JOSÉ HENRIQUE MARIANTE
EDITOR-ADJUNTO DE ESPORTE

A ciência ou uma pseudo-ciência mostrou nestes últimos dias a solução final para a F-1: a clonagem. Laboratório das pistas, vanguarda da tecnologia, a maior categoria do automobilismo só tem uma saída: produzir bons pilotos em série, uma família só de Schumachers e entupir o grid com duas dezenas de alemães excepcionais e queixudos.
Claro, poderiam ser duas dezenas de Clarks ou Sennas, como preferirem. Mas como o parâmetro atual é o pentacampeão, e ele já tem mesmo cara de piloto de laboratório, vai assim mesmo.
Duas dezenas talvez não sejam suficientes, a vida é cheia de percalços.
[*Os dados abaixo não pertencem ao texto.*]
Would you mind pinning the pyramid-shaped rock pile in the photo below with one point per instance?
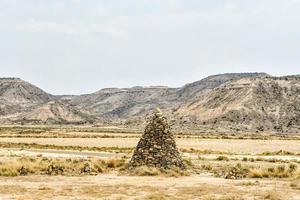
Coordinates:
(157, 147)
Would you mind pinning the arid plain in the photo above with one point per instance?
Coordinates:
(53, 162)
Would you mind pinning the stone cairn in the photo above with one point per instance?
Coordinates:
(157, 147)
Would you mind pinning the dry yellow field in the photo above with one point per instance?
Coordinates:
(209, 158)
(229, 145)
Alguns não devem vingar, outros vão se interessar por música, outros vão se apaixonar e alguns outros simplesmente vão considerar essa história de carro muito chata. Estimo, por estatística, que, em um universo de 50 Schumachers, pelo menos 20 se interessem seriamente pela coisa.
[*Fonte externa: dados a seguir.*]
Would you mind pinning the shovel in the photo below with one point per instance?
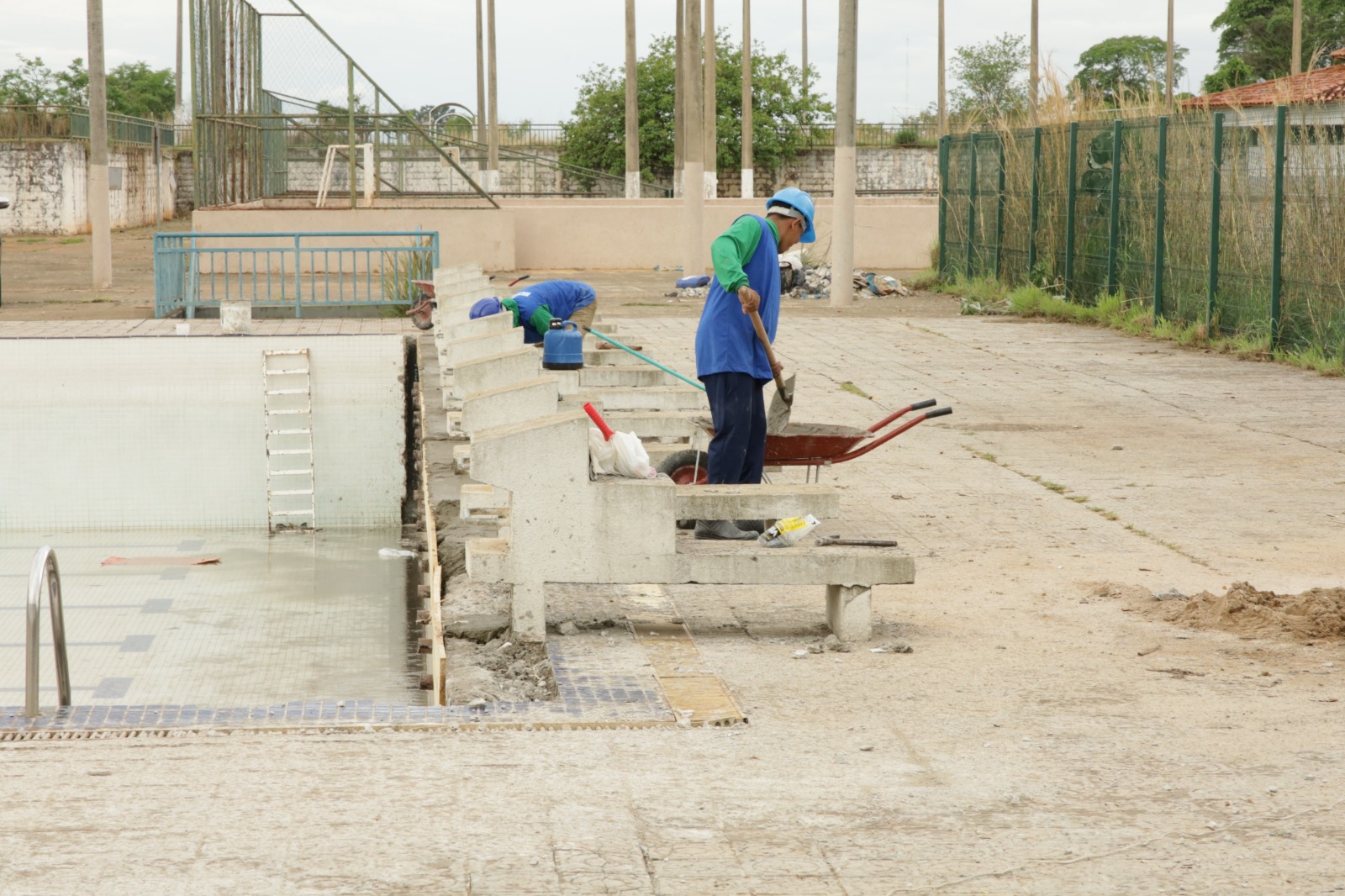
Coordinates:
(778, 416)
Bem, seria necessário esperar uns 20 anos para todos crescerem fortes e saudáveis. Para amenizar a espera pelo maior Mundial de todos os tempos, talvez fosse o caso de as emissoras de TV acompanharem a trajetória de cada um, das fraldas às pistas, um reality show planetário. A cada 15 dias, que tal nas manhãs de domingo, acompanharíamos os pequenos Michaels e suas pequenas travessuras, as primeiras voltas de velocípede, os xixis na cama, as notas no colégio, os primeiros beijos, os torneios de kart, as primeiras vitórias, as primeiras derrotas.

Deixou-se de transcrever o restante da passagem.